Lancaster's main basis for the argument in favour of a broad definition of "online location" was to prevent workarounds from occurring.

"There is an ongoing problem with what you can call workarounds by site operators, where new URLs or addresses and so on are registered to provide the same access to the material via different pathways, and that's occurred to one of the sites subject to the Foxtel proceedings," Lancaster said.

"The content as it appears on the screen to a user looks to be either identical or substantially the same; so far as the user is concerned, the same website is being accessed ... it may mean the same material hosted on a different server. It's the same site in the sense that it's the same digital content wherever it happens to reside overseas."

Lancaster concluded that there needs to be a mechanism in place for dealing with the inevitable workarounds that occur when URLs are blocked.

"The court's processes shouldn't be so cumbersome or inefficient as to require a whole new application when that circumstance arises," he pointed out.

The case has been adjourned until Friday, with the ISPs slated to present their evidence and arguments at that time.

Foxtel and Roadshow had in February applied to block various websites under the piracy site-blocking legislation, with several outstanding issues yet to be addressed; prior to the passage of the law, the government did not specify whether it would be a single blocking page redirected from all blocked sites or many landing pages, who would host such landing pages, who would contribute to the cost of hosting those landing pages, or how long a block would need to be in place.

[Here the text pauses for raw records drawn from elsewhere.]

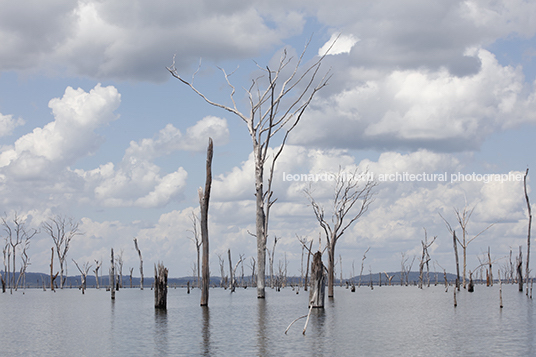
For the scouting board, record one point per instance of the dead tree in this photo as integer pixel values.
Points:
(52, 275)
(96, 271)
(16, 235)
(62, 230)
(231, 275)
(463, 218)
(389, 277)
(196, 239)
(112, 275)
(527, 271)
(490, 269)
(160, 286)
(519, 269)
(271, 262)
(83, 274)
(271, 111)
(222, 270)
(425, 258)
(362, 265)
(119, 263)
(350, 202)
(204, 198)
(317, 292)
(455, 243)
(252, 266)
(141, 262)
(304, 242)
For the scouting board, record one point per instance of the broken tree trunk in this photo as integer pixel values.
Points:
(52, 276)
(204, 198)
(318, 277)
(306, 283)
(231, 275)
(527, 271)
(112, 275)
(520, 270)
(457, 261)
(141, 263)
(160, 286)
(471, 286)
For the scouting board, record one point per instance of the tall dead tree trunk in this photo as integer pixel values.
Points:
(231, 275)
(112, 275)
(62, 230)
(160, 286)
(204, 198)
(351, 199)
(52, 276)
(457, 262)
(141, 262)
(519, 269)
(270, 112)
(362, 265)
(527, 270)
(317, 292)
(96, 271)
(425, 258)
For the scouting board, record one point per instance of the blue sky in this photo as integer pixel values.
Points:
(93, 126)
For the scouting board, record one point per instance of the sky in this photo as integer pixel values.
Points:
(93, 126)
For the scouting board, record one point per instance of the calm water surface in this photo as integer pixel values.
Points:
(386, 321)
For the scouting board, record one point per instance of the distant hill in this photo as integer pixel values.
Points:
(35, 280)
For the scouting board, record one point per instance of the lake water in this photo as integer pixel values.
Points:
(386, 321)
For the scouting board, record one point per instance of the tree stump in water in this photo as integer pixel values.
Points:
(471, 286)
(160, 286)
(318, 279)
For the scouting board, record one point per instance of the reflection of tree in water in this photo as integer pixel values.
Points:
(160, 332)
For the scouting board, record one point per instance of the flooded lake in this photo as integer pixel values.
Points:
(386, 321)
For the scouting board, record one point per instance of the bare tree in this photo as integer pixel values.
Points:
(222, 269)
(271, 111)
(62, 230)
(160, 286)
(463, 218)
(17, 237)
(252, 266)
(96, 271)
(141, 262)
(317, 292)
(519, 269)
(119, 264)
(351, 201)
(527, 271)
(204, 198)
(271, 262)
(83, 273)
(425, 258)
(196, 239)
(362, 265)
(112, 275)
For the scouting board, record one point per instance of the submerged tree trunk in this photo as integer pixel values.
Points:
(231, 273)
(52, 276)
(306, 282)
(520, 269)
(160, 286)
(527, 271)
(318, 280)
(112, 275)
(141, 262)
(457, 261)
(204, 198)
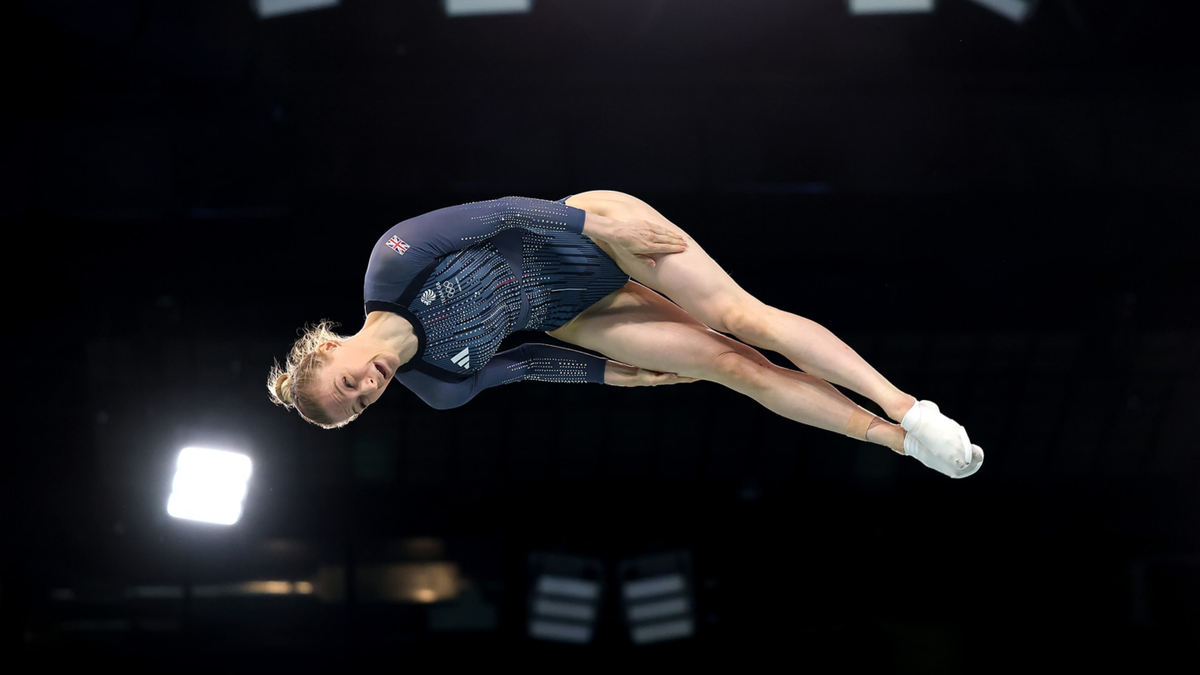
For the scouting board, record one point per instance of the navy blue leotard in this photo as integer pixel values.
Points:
(468, 276)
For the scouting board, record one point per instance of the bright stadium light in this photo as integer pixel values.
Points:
(475, 7)
(209, 485)
(891, 6)
(269, 9)
(1013, 10)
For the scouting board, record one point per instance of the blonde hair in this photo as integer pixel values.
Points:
(291, 384)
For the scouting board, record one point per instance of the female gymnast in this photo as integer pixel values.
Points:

Costs were also not determined, with the government not ordering a cost-benefit analysis nor detailing who would bear the costs of implementing the scheme. It has since been projected to cost ISPs more than AU$130,000 per year to implement.

Telstra last month argued against the high costs of compliance inherent in implementing such website blocks. It is expected to present evidence on Friday on how much compliance would cost, with Justice Nicholas in May asking for broad estimates of monetary figures from all ISPs in regards to costs, rather than "mountains of evidence".

TPG, on the other hand, already gave a concrete monetary figure: AU$50 per domain name to implement a domain name server (DNS) block. According to TPG's figures, just in blocking Foxtel's targets, this would amount to $3,050 per ISP, not including Roadshow's target.

M2 put forward the amount required for compliance as being between AU$400 and AU$800, plus some overhead costs, for all of the blocks.

In court in March, counsel for TPG Chris Burgess had advocated DNS blocking rather than IP address blocking, because, as he pointed out, workarounds mean that "IP addresses change very rapidly".

Last month, Universal Music Australia, Sony Music Entertainment Australia, Warner Music Australia, and J Albert & Son similarly filed a joint Federal Court application against Australia's major internet service providers (ISPs), as well as Foxtel, in a bid to get them to block Kickass Torrents and its related proxy sites.

The full list of respondents subject to the action involves Telstra, Optus, iiNet -- now owned by TPG -- Foxtel, Virgin Mobile Australia, Vividwireless, Pacnet, Alphawest, and Uecomm.

A hearing for the music studios' case against the ISPs has been scheduled for July 11 in the Australian Federal Court.